The problem, according to critics, is that PUE calculates efficiency as a ratio between total consumption and consumption of strictly IT-related equipment -- a lower number indicating greater efficiency. It does not take into consideration overall data loads, system performance factors or other measurements to indicate energy consumed as related to the amount of data being processed or the speed at which it does so. It also does not factor in cooling requirements for IT equipment, allowing data centers in colder climates to achieve lower PUE ratings than those in warmer areas.

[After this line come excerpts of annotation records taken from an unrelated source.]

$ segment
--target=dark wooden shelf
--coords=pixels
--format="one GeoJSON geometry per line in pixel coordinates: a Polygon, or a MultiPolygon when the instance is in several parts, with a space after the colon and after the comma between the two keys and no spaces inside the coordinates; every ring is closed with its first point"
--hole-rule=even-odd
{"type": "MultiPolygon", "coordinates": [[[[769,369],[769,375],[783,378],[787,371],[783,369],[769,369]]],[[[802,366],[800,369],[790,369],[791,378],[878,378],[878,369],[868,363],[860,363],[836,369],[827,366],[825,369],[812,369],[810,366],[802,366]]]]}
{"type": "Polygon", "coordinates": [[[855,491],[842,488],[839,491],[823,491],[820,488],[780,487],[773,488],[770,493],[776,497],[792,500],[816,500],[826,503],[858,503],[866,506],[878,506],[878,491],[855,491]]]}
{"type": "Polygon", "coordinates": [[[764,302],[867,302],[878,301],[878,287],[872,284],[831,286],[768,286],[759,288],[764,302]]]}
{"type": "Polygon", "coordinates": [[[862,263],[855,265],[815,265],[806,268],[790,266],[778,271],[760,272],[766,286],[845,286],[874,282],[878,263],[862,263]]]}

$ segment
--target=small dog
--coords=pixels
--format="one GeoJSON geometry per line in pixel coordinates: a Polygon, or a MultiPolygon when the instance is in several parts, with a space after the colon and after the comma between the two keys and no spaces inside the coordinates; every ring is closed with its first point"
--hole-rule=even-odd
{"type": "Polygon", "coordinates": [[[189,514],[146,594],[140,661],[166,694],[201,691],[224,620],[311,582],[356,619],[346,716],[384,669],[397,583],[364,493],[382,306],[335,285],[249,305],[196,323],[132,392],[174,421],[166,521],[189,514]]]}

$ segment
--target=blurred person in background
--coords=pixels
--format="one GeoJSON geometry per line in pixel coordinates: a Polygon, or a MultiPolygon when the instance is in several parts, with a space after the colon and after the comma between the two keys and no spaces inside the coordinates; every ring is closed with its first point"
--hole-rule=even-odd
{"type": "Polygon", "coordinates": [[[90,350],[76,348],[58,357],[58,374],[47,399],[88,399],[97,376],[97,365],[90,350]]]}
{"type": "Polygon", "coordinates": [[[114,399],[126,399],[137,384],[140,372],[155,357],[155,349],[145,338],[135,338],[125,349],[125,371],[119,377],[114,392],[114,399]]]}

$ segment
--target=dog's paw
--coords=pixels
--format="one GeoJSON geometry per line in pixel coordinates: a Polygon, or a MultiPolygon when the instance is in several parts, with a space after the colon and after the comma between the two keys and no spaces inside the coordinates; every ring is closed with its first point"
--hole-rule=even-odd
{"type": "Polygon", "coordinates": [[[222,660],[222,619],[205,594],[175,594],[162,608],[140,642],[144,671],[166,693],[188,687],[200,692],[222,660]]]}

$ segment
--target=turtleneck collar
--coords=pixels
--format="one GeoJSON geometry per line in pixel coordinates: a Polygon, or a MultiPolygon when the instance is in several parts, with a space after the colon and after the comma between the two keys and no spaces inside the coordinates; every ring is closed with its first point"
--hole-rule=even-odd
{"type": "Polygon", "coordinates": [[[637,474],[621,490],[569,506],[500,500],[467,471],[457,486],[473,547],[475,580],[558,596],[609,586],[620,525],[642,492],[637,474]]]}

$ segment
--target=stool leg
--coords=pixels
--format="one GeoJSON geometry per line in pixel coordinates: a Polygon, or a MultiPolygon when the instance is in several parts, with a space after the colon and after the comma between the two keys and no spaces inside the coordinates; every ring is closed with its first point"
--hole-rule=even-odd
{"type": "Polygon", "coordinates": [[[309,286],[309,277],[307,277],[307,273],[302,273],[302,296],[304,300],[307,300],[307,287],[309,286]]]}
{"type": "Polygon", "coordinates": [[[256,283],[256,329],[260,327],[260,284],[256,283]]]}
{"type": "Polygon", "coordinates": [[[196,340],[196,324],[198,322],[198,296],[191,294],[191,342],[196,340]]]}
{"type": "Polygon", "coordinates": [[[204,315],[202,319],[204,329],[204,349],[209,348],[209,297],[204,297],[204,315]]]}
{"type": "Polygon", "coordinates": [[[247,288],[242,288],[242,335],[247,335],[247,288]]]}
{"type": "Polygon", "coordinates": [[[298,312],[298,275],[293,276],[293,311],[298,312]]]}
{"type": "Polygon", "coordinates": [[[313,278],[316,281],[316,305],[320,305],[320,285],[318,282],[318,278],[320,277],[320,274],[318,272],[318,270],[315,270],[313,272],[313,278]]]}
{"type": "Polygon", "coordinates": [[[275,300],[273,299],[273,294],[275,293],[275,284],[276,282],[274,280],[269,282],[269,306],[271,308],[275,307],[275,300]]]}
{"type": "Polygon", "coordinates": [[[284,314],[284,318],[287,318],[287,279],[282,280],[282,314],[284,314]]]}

Other countries are already looking beyond the PUE to provide a more complete picture of a data center's overall environmental impact. Australia, for example, is preparing to tweak its National Australian Built Environment Rating System (NABERS) program to the IT industry by looking not just at power consumption, but things like water usage, waste practices and even building materials. The agency that monitors the NABERS system, the New South Wales Department of Environment, Climate Change and Water (DECCW) is canvassing data center executives to determine how the metric should be configured.


Even the Green Grid, which developed of the PUE system, is quick to admit that it does not provide the entire picture of data center efficiency. The organization is at work on a new set of metrics that take into consideration factors such as local power generation and the availability of "free" cooling from local water sources or cooler outside air.


But adding too many variables to an energy-efficiency rating can have drawbacks as well. As data centers are allowed to claim an ever-widening field of extenuating circumstances to couch their particular scores, direct comparisons become difficult, if not impossible, and the ability to draw any conclusions about overall energy efficiency is compromised. As it stands, less than 20 percent of data centers feel they achieve a PUE ratio of 2.0 or less (the average is 3.0), according to the Digital Realty Trust. But if those measurements are skewed due to outside ambient air temperature or other factors, expect to see better PUE reporting, even if energy consumption remains the same.


The whole business points to the fact that Mother Nature is an extremely cagey individual. Changes in the environment, whether man made or natural, tend to have both positive and negative consequences, making it difficult to choose the correct course of action.


One thing is clear: Energy costs are high and likely will remain so for the foreseeable future. Any action you take to bring those costs down will most definitely improve your bottom line, no matter what number you write on a government form.